Thursday, August 09, 2007

The Brown Irish

[posted by Callimachus]

A white American anti-immigrant movement (directed at a specific ethnicity) so powerful it becomes a balance-tilter in national politics -- even as the ethnicity in question consolidates local power in the urban centers where its people live and work. A flood of new arrivals who pry from the black population -- which has been in place for a century -- the bulk of the jobs "Americans don't want to do." A set of fresh arrivals barely able to speak the language who within a generation have sent sons and daughters up into the middle class and beyond, mingling into the mainstream even as their cousins fight bitter turf wars with black Americans in the worst ghettos in the nation.

It's hard for a student of the early 19th century not to sense something drearily familiar in the current immigration troubles.

Last year Pew, a pollster, found that one-third of blacks believe immigrants take jobs from Americans—more than any other group. ... One survey of Durham, in North Carolina, found that 59% of Latinos believed few or almost no blacks were hard-working, and a similar proportion reckoned few or almost none could be trusted. Fewer than one in ten whites felt the same way.

Fifteen years ago such prejudices hardly existed in Durham, for the simple reason that there were hardly any Latinos. Like much of the South, the city was biracial, with roughly equal numbers of blacks and whites. Then came a building boom that drew workers from Mexico, many of them illegal. By 2000 one in 12 residents of Durham was Latino—up from one in 80 a decade earlier. By 2005, one in eight was. ...

That storm has broken most heavily on the poorest parts of Durham, which happen to be black.

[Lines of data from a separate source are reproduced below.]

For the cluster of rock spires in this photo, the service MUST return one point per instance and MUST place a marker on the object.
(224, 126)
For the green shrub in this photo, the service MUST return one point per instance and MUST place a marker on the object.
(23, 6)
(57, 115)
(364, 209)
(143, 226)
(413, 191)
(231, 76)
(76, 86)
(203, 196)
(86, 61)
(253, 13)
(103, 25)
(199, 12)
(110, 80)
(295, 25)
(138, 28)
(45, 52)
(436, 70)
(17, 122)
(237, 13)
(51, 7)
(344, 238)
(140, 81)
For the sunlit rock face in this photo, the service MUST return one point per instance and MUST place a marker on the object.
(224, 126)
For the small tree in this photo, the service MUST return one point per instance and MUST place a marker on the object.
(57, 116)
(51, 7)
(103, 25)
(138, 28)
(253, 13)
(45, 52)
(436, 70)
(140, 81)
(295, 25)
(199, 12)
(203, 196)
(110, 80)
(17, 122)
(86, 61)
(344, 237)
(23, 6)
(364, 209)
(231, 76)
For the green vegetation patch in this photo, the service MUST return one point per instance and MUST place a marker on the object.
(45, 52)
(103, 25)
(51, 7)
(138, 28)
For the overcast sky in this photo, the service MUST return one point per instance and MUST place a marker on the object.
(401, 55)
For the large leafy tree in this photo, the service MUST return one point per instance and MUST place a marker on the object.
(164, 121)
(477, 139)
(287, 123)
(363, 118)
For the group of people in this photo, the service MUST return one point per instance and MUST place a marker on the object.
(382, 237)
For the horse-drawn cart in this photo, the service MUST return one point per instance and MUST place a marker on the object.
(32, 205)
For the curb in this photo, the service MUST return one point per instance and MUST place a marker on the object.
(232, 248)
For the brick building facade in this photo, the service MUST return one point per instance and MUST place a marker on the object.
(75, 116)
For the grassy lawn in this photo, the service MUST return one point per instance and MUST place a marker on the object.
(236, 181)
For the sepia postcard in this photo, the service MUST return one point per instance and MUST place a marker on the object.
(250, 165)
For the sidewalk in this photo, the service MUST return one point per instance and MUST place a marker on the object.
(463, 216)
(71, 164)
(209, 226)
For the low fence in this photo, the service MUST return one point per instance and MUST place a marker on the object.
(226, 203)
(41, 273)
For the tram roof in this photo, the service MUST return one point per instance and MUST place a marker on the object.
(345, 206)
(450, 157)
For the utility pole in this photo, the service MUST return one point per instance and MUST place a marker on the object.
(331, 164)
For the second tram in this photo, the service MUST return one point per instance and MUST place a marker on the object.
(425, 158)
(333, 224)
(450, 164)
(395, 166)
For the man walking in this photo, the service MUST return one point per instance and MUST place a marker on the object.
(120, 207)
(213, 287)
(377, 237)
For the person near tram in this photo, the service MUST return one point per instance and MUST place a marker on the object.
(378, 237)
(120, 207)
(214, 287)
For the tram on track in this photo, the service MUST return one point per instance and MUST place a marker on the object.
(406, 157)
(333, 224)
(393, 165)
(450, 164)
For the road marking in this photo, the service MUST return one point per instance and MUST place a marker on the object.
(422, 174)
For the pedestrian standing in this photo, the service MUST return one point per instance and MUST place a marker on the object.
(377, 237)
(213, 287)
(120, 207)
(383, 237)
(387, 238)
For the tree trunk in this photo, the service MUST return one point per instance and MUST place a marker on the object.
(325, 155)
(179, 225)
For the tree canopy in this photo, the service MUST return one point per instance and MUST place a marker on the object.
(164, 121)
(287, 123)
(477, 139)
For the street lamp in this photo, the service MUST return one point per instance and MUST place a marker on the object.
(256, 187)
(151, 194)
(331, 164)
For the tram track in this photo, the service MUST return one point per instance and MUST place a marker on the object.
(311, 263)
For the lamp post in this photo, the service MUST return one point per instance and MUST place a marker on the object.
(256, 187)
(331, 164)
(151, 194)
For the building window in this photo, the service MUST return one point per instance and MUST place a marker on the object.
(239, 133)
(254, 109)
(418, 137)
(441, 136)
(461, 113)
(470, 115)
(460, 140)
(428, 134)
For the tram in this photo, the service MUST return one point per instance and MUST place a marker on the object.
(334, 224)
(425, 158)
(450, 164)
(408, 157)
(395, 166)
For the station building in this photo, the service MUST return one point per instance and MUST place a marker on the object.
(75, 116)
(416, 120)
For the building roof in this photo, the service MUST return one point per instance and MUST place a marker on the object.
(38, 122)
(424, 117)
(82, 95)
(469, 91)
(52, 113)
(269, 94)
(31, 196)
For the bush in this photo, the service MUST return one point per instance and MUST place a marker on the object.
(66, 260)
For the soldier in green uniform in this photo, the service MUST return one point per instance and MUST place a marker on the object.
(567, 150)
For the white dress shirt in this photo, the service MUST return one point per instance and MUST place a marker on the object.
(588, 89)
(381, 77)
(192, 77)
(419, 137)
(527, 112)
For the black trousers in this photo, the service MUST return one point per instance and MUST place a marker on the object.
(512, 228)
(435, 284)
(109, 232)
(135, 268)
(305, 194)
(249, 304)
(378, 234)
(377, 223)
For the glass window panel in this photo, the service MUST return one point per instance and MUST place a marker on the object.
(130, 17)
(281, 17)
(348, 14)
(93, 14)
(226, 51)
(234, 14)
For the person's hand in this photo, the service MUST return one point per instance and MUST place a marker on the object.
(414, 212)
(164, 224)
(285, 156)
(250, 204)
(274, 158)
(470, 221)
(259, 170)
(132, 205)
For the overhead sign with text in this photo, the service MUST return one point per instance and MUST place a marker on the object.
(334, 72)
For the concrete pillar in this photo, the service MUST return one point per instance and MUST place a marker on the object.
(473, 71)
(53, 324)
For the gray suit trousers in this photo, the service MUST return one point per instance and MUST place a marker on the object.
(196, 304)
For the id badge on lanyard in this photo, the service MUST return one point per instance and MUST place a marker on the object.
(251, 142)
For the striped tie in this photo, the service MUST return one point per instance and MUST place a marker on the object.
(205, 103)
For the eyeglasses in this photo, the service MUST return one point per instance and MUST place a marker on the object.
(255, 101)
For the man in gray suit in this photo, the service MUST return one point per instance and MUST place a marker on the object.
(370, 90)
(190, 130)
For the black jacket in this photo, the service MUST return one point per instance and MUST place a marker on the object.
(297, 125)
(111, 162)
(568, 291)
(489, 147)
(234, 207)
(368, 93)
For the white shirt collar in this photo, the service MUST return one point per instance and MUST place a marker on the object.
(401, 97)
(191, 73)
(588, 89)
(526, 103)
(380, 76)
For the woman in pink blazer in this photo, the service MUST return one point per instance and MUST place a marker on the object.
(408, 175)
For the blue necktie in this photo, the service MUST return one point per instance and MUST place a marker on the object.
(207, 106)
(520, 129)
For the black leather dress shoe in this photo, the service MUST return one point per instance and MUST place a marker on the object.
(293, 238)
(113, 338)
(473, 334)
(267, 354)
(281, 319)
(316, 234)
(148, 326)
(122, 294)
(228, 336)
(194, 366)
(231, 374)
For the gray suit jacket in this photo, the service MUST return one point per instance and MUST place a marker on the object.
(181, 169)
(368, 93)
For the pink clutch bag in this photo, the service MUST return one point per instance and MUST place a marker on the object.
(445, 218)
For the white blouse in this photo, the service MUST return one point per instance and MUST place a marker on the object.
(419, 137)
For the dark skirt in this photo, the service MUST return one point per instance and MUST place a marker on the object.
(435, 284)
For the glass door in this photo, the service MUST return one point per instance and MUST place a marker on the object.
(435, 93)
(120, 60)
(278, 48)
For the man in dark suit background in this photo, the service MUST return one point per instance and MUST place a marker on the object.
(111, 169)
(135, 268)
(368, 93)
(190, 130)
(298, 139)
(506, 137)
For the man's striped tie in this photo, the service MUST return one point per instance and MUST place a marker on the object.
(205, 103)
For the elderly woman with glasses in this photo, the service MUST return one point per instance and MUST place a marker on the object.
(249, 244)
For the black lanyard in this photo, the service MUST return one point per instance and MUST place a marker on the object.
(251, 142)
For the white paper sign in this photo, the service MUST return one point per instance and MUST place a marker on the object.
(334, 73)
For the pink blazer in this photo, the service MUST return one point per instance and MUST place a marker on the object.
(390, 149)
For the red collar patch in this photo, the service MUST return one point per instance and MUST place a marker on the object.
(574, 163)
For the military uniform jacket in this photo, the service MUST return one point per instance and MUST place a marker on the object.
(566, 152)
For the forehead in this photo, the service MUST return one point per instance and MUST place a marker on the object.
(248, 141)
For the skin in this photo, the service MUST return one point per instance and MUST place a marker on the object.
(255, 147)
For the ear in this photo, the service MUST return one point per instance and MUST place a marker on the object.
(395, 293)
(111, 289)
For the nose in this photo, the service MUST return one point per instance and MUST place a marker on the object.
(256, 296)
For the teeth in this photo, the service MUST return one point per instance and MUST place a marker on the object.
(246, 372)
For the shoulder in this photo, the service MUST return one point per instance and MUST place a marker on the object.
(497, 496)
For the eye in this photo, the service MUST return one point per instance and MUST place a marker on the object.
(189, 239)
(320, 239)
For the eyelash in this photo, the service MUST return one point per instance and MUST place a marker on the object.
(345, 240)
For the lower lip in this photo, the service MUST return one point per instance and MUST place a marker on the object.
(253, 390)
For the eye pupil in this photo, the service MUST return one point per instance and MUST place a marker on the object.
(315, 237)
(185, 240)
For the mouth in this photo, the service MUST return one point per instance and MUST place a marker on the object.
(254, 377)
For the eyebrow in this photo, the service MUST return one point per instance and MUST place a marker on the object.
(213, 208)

It is in largely black neighbourhoods that wooden shacks have been converted into call centres and carnicerias (and it is, inevitably, often blacks who have robbed new arrivals of their weekly wages). In this, Durham is typical. By 2000 blacks in all ten of America's biggest metropolitan areas were more mixed in with Hispanics than with whites. In Los Angeles, former ghettos such as Watts are now biracial.

Change some names and dates and that passage could have described a Mid-Atlantic American city of the 1850s.